NETTINA RETURNING FROM THE WELL.

The polenta is boiling in the great pot, the beans are shelled, and the neighbour’s baby has been carried away to be unswathed and swathed again, when Tonietta, playing now in the road, shrieks out in her piping treble to say that the signori of the villa are about to come by on their evening walk. Nettina steps out upon the terrace, the wooden staff in her hand with which she has been stirring the pot, and even the mother is no less curious to have a peep at the blue muslin dresses, and starched frills, and elaborate-dressed hair of the gentry. They pick their way over the dirty ground with dainty shoes, no wise fitted for mountain wear. The ladies belong to a fine family of negozianti, who have rented the doctor’s house in the larger village. They are grand now, and glad to be stared at, for it is the eve of a great festa, otherwise might they be seen in the mornings, around their lodging, in attire far more slatternly than Nettina’s at the present moment.

Orsù,’ whispers the elder woman loudly to her daughter, ‘haste thee, and dish up the polenta. The signori will eat with us to-night, who knows?’

But ere the meal is served and ready, the fine ladies have gone their way, mobbed and gazed at by many children, commented upon by many voices of the more learned ones.

Further down the village, families are already at supper, eating their minestra from off wooden platters, while they lounge in the cool upon steps and balconies of rough stone.

‘A happy evening, pretty ladies! Come and eat a mouthful with us.’ Such are the courteous invitations poured out from all sides upon the passers-by. Hospitable-natured, for all their rough simplicity and their poverty, these good peasants are gracious and gentle-mannered, with never a thought of false shame. What they offer is of their best, and the gift needs no apology. Frank and primitive people, with winning and cheery ways, are these. Often have I rested with them beneath vine-trellised pergole, eating of their savoury food, or have sat upon a wooden bench, when youths and maidens gathered round the hearth on autumn evenings to toss and roast the chestnuts, and always have I been cared for as an honoured guest, while yet the merriment and the plain-speaking went on alike, nor did irksomeness creep in amongst them because of the presence of one guest who was not of their own caste.

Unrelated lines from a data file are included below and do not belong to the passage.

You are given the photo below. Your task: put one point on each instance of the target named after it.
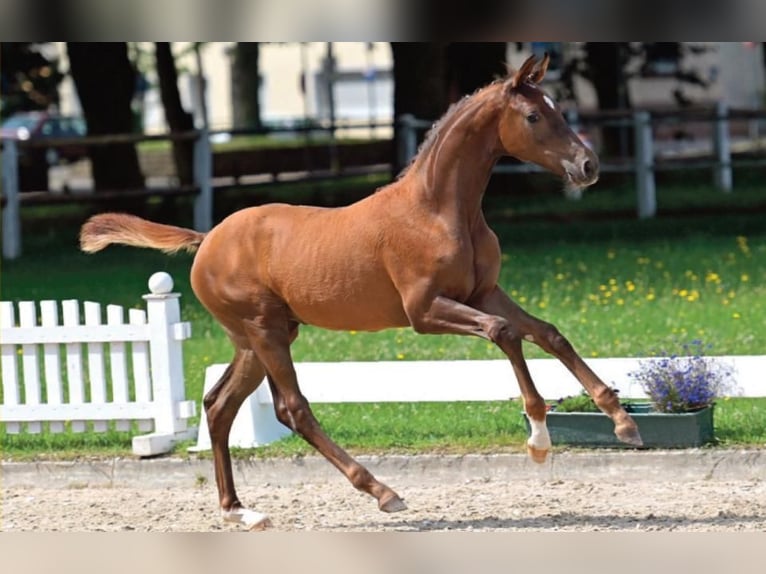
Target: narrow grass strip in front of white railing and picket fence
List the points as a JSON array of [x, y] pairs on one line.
[[446, 428]]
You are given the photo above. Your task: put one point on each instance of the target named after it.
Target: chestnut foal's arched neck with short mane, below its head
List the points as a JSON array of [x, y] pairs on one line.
[[455, 168]]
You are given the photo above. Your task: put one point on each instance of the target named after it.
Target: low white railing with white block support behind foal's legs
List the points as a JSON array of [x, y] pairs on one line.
[[439, 381]]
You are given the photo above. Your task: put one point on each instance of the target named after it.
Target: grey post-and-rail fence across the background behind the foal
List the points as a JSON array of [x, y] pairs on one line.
[[644, 164]]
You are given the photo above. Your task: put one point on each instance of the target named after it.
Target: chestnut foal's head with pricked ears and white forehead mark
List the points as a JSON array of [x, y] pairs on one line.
[[533, 129]]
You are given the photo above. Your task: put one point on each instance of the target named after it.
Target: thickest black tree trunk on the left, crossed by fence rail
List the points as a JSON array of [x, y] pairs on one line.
[[105, 82]]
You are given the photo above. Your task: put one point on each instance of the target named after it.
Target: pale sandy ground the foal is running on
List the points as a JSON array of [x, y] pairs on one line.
[[447, 503]]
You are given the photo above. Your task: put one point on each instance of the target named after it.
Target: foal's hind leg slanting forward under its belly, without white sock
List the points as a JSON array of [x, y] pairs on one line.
[[271, 338]]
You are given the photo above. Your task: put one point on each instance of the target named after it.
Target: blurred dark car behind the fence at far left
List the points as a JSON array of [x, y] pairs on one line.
[[35, 161]]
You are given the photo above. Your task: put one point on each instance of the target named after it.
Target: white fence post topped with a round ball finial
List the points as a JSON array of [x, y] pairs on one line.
[[166, 359]]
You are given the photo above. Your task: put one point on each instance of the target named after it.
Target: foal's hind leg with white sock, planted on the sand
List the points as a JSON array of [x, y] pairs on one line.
[[241, 378]]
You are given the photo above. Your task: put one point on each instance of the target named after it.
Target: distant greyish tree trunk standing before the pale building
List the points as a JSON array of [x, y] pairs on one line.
[[245, 76]]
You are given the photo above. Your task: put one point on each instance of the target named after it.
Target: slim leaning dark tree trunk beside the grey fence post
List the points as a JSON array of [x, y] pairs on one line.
[[178, 119]]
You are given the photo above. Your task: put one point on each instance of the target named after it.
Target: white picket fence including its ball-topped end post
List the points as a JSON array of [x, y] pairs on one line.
[[87, 373]]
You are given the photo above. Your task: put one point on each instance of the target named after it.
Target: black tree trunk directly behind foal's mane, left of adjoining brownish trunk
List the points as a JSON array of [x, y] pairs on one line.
[[419, 83]]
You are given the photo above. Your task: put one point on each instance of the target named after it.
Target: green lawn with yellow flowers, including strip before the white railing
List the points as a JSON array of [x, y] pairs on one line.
[[614, 287]]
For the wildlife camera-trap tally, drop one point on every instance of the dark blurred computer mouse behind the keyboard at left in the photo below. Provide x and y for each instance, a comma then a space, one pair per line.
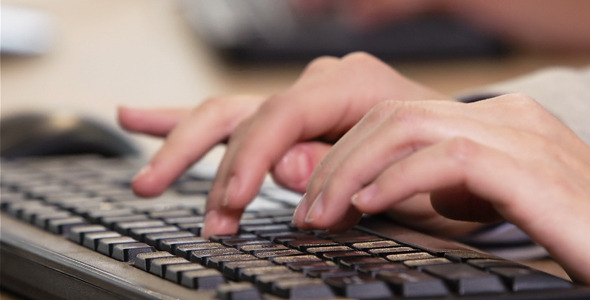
45, 134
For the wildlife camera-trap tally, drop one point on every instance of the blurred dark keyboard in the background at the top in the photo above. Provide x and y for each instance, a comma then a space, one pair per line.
267, 30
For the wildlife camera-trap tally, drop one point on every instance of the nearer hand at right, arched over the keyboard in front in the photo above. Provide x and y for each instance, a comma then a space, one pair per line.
503, 158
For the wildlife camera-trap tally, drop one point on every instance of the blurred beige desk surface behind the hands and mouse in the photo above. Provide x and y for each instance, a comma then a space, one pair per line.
141, 52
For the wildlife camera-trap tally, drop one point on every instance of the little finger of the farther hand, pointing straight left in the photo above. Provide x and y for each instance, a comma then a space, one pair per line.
157, 122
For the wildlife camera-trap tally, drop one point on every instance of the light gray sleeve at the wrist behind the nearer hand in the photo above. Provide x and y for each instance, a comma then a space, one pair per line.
563, 92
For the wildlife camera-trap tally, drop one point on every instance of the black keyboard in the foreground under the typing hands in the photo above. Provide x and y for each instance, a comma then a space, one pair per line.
72, 228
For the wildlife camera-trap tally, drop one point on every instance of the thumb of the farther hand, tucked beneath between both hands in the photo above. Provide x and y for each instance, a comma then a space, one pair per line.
294, 169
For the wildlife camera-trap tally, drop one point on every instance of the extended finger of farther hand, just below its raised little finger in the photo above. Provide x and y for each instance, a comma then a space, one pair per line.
207, 125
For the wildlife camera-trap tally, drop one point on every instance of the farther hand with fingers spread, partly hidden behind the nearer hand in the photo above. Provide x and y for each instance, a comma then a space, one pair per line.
279, 134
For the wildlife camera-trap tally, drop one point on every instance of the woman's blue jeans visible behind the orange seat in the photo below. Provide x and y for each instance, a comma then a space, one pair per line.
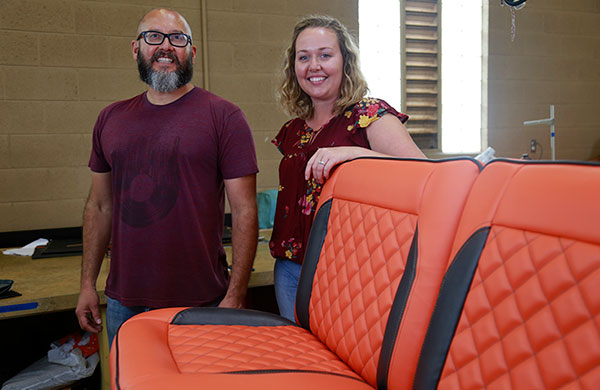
286, 275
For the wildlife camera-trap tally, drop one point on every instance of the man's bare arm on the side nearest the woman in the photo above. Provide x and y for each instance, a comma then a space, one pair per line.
241, 193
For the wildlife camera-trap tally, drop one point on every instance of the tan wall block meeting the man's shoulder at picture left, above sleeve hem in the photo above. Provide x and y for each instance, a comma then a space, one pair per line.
71, 117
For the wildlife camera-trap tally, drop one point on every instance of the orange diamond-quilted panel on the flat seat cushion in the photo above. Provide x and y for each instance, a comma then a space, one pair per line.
214, 348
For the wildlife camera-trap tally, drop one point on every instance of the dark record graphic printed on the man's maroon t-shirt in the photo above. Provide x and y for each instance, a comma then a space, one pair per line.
150, 180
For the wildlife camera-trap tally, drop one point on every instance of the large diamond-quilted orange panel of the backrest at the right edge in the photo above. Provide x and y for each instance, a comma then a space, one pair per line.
532, 306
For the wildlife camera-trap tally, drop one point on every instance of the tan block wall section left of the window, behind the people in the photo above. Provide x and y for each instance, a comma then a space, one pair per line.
64, 60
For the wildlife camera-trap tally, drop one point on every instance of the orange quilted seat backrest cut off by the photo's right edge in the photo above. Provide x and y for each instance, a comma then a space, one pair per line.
519, 306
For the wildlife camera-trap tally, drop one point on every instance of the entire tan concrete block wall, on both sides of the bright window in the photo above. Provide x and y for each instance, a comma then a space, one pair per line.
64, 60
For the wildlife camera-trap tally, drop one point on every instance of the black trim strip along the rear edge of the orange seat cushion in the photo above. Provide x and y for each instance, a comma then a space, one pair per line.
228, 316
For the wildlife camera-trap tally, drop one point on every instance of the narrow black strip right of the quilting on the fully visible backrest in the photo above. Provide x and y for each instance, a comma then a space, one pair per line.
396, 314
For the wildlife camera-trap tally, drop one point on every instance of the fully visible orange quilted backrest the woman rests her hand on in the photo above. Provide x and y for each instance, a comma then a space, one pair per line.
383, 228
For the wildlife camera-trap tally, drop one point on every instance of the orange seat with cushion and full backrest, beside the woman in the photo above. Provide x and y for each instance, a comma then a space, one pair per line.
384, 229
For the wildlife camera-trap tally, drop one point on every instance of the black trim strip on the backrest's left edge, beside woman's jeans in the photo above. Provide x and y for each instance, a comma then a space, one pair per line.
316, 238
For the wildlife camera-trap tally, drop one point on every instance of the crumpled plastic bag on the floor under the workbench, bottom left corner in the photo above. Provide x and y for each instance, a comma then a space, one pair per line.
69, 359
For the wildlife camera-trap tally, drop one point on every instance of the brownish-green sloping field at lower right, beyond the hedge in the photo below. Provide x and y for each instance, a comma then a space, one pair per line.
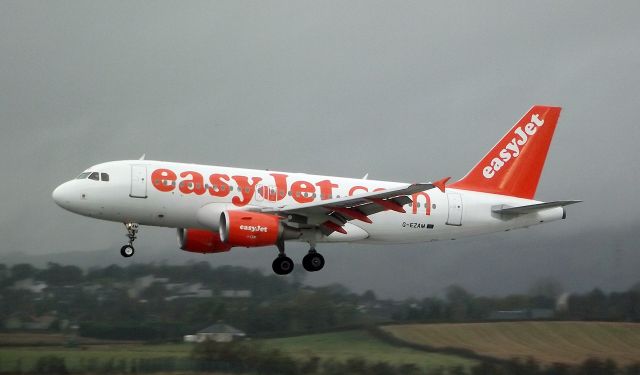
568, 342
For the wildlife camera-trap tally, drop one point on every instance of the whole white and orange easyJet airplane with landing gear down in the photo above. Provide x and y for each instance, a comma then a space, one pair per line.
217, 208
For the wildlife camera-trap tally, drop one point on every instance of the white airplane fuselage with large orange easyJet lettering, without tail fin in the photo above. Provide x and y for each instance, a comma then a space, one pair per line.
133, 193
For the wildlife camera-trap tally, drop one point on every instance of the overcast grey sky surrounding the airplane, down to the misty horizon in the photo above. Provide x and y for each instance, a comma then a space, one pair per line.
407, 91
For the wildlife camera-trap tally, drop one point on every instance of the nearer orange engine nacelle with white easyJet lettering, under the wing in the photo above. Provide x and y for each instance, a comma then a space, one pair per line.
253, 229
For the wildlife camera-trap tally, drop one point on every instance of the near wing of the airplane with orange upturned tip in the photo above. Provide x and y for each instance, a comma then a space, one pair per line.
331, 214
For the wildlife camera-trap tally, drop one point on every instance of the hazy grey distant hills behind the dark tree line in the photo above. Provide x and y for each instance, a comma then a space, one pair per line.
607, 259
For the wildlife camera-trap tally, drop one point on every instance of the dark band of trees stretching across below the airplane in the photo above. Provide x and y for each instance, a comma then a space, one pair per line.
100, 303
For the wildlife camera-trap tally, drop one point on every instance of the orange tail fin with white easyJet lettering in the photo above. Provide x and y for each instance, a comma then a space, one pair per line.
514, 165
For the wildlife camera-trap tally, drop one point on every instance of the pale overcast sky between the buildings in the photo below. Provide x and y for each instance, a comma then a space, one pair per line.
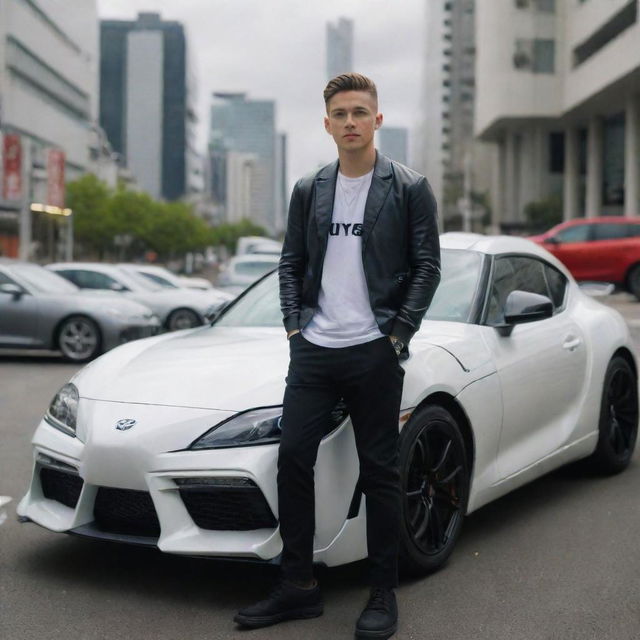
275, 49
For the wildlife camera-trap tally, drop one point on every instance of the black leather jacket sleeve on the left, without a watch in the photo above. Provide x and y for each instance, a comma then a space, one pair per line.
292, 262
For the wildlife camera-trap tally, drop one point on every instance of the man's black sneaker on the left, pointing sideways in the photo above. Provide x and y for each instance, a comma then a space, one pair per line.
285, 602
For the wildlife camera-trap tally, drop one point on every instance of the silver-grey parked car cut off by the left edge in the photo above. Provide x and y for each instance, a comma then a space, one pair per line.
41, 310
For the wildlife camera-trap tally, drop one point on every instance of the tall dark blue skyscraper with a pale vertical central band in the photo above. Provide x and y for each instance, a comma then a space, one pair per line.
146, 103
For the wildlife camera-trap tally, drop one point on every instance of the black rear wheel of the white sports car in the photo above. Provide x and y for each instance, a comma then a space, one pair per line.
618, 422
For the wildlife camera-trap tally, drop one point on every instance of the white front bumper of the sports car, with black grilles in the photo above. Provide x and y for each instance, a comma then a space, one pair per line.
131, 487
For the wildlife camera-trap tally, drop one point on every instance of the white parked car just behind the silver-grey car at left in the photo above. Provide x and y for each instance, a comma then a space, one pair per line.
176, 308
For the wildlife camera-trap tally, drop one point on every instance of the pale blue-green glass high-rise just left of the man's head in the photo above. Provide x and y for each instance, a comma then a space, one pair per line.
243, 141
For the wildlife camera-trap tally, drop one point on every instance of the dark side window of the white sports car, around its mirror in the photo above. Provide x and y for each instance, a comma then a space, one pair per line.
518, 273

But the twilight is fast deepening into night. The signore have doffed their holiday clothes, doubtless, and are eating their supper by this time. Within the cottage there is scarce time to display the goods bought at the fair, scarce a moment wherein to question and marvel at the centesimi which were deducted from each bargain, before the men are all there, clamouring for the supper that is so late to-night, and laughing at the yellow kerchiefs and tapes and buttons displayed to view on the kitchen dresser. All the purchases are quickly cleared away for very shame! Nettina lifts the flat baskets within doors, in which maize has been drying all day in the sun, and gathers up the golden cones that were hanging on cords along the cottage’s front; that other gold of the gourd-flowers, where they trail on the ground, changed to green an hour ago, when they shut their petals with the sunset.

Men and women close round the hearth, for supper is ready at last. ‘The minestra is good to-night,’ some one remarks; ‘the faggioli are boiled to a savoury pulp, the tagliarini are finely cut.’ Darkness has fallen; nine o’clock strikes. ‘Good-night, neighbours; I am weary,’ says Nettina. ‘Good-night.’

The Village Swain.

Ask Nettina what she thinks of him: pretty, proud Nettina, who can tread so stately a measure at the village fête, and can throw so scornful a glance at the man who has been too frivolous for her well-ordered mind! Well, maybe she is a bad one to choose for a fair opinion, for whether he please her or no she will toss her head, and answer you only with a gruff ‘Cosa me ne fasso?’ which, being interpreted from our dialect, means, What is he to me? So, better than that, ask our village pet, our dear little cosy, most comfortable, and convenient of flirts—Bianca del Prato; she will tell you truth! Yes; though with her lips—curling, smiling, rosy lips—she only simper, ‘he is not amiss,’ yet does not the creeping crimson colour say as clearly as any words, and would not the two brown eyes say so too, if only they were not cast down, ‘The village swain? He is charming; he is beautiful! Life would be nothing without him! And the red kerchief that I wore at the fair is lovely only because he told me my lips could shame the colour even of that.’ And yet he is not Bianca’s betrothed. Prepare to be shocked, oh righteous damsels! He is only one of the village swains—only ‘a young man like every other’—only a youth whose name and whose voice she knows well, the fire of whose banter she has stood bravely, the glance of whose eyes she has blushed beneath, nothing more. But where would be the use of the summer sun, thinks Bianca, if one might only look pretty for one’s own gallante!